Sweden is part of the 11-country coalition training Ukrainians on F-16s, which includes Belgium, Canada, Denmark, Luxembourg, the Netherlands, Norway, Poland, Portugal, Romania and the United Kingdom, which have an assortment of fighter aircraft available. According to the Danish defense ministry document, participants in the four-phase training initiative will include Ukrainian technicians, support staff, mission planners, and pilots with varying levels of experience.
“The coalition has agreed to support the training with language experts, pilots, ground crew, instructors, aircraft or funding as appropriate,” the document reads. “Ukraine is expected to provide qualified personnel able to pass necessary language, health and security tests.”
A JAS-39 Gripen at a military base near Prague on April 18, 2005.
REUTERS/Petr Josek PJ/AA
Zelenskyy said on Sunday that Ukrainian personnel had already started training on the F-16 in Denmark.

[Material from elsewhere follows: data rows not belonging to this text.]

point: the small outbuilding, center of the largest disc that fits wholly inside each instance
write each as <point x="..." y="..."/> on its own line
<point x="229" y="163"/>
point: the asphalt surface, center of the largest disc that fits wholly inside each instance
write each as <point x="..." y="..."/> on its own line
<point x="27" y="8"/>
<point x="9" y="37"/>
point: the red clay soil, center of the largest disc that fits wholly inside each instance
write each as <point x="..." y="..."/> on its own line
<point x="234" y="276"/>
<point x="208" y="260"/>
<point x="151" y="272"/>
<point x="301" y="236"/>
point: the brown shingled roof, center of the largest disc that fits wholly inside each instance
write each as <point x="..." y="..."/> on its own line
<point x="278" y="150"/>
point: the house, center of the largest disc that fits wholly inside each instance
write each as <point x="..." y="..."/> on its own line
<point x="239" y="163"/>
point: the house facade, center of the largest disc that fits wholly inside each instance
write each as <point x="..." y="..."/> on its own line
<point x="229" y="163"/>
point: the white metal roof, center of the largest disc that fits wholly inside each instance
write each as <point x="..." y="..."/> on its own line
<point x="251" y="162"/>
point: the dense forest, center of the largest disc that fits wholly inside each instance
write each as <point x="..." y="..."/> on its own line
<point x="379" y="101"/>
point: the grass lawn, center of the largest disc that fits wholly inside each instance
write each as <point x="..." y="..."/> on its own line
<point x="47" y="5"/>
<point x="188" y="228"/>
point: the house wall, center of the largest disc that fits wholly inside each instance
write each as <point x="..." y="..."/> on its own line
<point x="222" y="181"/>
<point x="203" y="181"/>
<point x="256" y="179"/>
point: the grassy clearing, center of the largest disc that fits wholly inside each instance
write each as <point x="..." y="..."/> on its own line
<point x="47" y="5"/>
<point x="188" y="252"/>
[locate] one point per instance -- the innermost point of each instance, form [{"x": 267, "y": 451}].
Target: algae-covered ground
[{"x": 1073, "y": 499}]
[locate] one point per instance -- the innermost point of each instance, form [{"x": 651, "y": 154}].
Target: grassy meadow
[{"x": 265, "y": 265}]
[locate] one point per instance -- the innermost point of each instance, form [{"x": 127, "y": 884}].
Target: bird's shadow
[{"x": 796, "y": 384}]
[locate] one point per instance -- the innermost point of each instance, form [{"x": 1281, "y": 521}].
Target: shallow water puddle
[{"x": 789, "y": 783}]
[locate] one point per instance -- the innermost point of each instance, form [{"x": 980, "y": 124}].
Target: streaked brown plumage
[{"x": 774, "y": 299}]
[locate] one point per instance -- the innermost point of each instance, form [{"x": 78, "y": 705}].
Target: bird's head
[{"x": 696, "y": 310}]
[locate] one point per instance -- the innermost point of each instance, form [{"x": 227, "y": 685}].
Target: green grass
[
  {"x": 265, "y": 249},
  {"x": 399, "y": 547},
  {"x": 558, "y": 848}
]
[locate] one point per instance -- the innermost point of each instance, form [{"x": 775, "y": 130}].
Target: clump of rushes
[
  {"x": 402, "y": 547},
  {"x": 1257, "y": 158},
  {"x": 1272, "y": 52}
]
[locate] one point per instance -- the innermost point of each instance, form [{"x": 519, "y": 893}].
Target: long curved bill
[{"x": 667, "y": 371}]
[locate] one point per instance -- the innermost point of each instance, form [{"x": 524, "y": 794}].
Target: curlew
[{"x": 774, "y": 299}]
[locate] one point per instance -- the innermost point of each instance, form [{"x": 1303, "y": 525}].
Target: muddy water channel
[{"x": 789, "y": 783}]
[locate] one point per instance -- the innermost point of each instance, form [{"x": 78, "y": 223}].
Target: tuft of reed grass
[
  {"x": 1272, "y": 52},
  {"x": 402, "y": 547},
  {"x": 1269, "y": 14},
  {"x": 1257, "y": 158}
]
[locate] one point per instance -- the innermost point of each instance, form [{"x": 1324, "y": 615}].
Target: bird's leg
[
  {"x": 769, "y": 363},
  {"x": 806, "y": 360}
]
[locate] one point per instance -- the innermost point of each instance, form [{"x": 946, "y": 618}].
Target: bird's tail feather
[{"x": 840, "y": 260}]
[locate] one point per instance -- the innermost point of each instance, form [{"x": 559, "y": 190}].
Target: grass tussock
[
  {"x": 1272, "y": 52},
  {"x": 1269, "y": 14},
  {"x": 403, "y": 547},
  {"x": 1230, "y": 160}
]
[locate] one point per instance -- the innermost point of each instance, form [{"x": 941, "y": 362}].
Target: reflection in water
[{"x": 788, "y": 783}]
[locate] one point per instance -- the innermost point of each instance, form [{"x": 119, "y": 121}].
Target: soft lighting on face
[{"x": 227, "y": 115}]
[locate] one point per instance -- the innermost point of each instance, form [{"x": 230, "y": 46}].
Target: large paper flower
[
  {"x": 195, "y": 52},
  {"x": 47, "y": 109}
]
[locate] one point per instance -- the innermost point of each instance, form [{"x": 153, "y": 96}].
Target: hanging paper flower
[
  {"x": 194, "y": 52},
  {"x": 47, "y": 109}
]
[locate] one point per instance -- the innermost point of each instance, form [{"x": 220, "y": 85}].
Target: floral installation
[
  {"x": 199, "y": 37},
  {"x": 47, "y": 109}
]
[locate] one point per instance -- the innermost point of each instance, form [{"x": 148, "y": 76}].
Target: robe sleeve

Kyiv won’t receive the jets until the training program is complete, which could be as soon as early next year, but the training concept document says that the timing will ultimately depend on the qualifications of all the participants.
None of the training will take place in Ukraine, but it could happen at various locations in Europe, according to the document. A Pentagon spokesperson told Insider lats week that the US is ready to support the initiative and is willing to host training at home if capacity is reached overseas.
Denmark and the Netherlands have collectively committed to sending a few dozen F-16s to Ukraine after training is finished, the three countries involved said this past weekend. While these advanced aircraft will certainly mark a notable improvement from Kyiv’s current fighters when they arrive on the battlefield, Western military officials and experts have cautioned against expectations that the jets will somehow be a total game-changer in grinding conflict.
“The coalition’s focus will be on training, but will also in due course be ready to consider other lines of effort related to ensuring Ukraine a fully functional F-16 capability,” the training document reads. It added that while training is a significant starting point to strengthen Ukraine’s air-defense capabilities, building a well-rounded “operational F-16 structure” for Kyiv will be a longer-term goal.